I worked in receiving during 2012, which I thought would be a job I could handle, as my time spent in 2011 stowing had not worked out; but would this time, as the pace of receiving was slower.  As I found out, not slow enough not to be a major physical strain, especially when the 10-hour shifts became 12-hour shifts.  I had really wanted this job to work out, as I badly needed the money, especially the time-and-a-half for the mandatory overtime.  In fact, I was making quota pretty consistently, and was not having trouble with the 10-hour shifts, but the extra two hours that later got added on turned out to be more than this person in his mid-sixties could handle.  I left the shift exhausted, and even after waking from a very sound sleep, was still exhausted.  I somehow managed to get through two days of 12-hour shifts in a row, but on the third day major exhaustion made me have to leave early—and I do mean major exhaustion, complete with grogginess, disoriented sense of space and time, and of course, making a lot of mistakes—which fortunately I caught, but which slowed me down considerably.  The day after leaving early I woke up still absolutely exhausted and barely able to move.  So I called the office of Integrity Staffing Services, the temp agency that fills these Amazon positions nationwide, and resigned; that ended my career at Amazon, as there is a policy that one must give two weeks’ notice when resigning, no matter for what reason, in order to be allowed to ever return.  I had been able to return in 2012 despite problems working in 2011 because instead of resigning, I had luckily called in sick (because I had a virus).

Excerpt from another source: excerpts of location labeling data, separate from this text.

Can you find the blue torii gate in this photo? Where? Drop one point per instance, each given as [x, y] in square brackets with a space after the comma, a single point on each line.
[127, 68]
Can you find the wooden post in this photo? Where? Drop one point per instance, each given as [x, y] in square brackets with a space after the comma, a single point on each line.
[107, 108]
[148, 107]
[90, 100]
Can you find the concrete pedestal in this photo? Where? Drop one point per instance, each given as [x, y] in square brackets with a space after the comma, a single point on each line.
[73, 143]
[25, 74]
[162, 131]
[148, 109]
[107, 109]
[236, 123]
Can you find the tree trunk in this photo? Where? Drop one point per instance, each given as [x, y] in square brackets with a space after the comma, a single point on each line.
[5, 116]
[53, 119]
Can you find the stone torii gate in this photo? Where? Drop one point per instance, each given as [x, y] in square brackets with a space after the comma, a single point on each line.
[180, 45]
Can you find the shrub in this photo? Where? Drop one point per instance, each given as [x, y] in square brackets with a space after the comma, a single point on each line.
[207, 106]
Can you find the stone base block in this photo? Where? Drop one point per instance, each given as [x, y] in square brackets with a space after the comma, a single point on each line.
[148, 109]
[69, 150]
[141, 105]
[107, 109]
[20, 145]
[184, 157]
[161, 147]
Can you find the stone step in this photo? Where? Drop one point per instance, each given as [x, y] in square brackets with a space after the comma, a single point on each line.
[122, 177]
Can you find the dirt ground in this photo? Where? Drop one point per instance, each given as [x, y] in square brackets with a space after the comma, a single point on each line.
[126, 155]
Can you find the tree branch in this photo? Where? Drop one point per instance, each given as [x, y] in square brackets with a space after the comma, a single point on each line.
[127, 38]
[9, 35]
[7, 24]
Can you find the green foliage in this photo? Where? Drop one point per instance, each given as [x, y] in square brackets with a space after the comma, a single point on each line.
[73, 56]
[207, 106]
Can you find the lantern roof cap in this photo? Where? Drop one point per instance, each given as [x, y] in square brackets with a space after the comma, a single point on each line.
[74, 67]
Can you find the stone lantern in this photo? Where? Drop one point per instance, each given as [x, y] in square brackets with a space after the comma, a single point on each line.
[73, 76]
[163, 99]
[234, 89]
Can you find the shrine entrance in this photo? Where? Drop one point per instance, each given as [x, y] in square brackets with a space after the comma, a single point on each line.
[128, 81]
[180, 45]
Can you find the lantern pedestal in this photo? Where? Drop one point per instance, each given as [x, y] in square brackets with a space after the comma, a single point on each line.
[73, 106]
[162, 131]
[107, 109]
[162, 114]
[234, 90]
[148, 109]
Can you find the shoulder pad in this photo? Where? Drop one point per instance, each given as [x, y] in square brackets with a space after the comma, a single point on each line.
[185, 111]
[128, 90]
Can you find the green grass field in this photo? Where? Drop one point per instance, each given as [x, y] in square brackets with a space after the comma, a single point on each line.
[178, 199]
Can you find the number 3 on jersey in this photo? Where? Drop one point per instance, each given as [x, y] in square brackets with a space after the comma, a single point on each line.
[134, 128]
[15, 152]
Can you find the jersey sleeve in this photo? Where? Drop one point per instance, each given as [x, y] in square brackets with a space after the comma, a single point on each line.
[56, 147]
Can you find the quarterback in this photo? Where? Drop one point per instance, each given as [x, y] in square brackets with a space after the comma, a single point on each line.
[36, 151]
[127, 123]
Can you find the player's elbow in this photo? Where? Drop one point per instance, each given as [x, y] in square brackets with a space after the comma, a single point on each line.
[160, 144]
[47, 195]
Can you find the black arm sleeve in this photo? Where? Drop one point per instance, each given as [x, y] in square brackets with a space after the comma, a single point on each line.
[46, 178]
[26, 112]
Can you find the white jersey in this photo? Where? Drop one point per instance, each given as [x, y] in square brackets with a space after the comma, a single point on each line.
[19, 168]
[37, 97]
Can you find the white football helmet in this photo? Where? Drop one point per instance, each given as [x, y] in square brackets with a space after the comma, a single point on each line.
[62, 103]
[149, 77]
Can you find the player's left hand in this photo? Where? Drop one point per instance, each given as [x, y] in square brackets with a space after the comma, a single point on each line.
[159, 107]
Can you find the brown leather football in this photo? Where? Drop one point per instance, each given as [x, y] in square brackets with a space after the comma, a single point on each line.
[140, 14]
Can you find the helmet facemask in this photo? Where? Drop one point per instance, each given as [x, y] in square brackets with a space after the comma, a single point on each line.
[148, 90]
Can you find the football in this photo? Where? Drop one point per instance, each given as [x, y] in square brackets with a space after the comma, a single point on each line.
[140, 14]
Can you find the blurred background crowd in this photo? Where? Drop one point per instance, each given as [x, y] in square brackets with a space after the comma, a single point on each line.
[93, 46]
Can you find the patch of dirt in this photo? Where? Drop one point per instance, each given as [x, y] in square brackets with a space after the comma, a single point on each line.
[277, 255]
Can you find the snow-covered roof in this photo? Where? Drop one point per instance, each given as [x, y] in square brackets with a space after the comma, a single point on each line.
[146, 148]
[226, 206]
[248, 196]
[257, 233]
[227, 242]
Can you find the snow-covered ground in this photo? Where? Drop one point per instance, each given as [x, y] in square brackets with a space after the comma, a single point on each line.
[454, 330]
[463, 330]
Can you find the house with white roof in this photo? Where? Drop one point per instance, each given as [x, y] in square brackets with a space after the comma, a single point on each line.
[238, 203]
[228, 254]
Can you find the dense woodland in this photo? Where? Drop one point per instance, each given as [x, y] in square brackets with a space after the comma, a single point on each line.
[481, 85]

When the group of us in receiving started work, we were told that the work would be demanding, but the grueling extent of this “demanding” work was not indicated.  An impression was given that it would be strenuous, but not as severely so as it turned out to be, at least in my case.  I believe fully that Amazon is aware of just how grueling the work is, but that it’s much more profitable to work employees as inexhaustible mules rather than make conditions more humane.  That is why it especially uses this small army of temps to handle its peak business times, and tries to psych its employees, temp and regular alike, into thinking Amazon is a hip place to work with the offering of Amazon.com logo merchandise, special meals occasionally, and other small perks. (However, even when a special meal is provided, served cafeteria-style during the normal lunch break with a queue in line to get the food, no more time is allotted to eat than the normal half-hour; but it may take up to ten minutes in line just to get the food.)  One special way Amazon tried to psych up us workers during the 2012 season’s mandatory overtime period was to have a live DJ play a continuous stream of pop music interspersed with occasional promotional patter for the last five hours of the shift; music and patter that was piped throughout the warehouse at quite loud volume.  While this helped make us feel better, distracting us from the actual harshness of the workload and thus making the work more pleasant as the adrenaline provided by the music overcame the exhaustion, this turns out on examination to be only an all-too-typical Amazon palliative, a psychological cheap shot to make the worker feel good, not actually work good, work at a pace and in a way that enables proper rest of body and mind.  Which is to say that the workers at fiercely anti-union Amazon very badly need a union: need a union because, without one, the work will still be hell, people will continue to be chewed up and spit out, leave at end of shift  exhausted, and manipulated by psychological perks to perform in a way that simply shouldn’t be tolerated.  But as of now, Amazon has prevented unionization anywhere in its sprawling network of warehouses and order call centers, which makes it the Wal-Mart of online retailers.  (In contrast to unionized Powell’s Books, still a significant competitor of Amazon despite allegedly costly unionization.)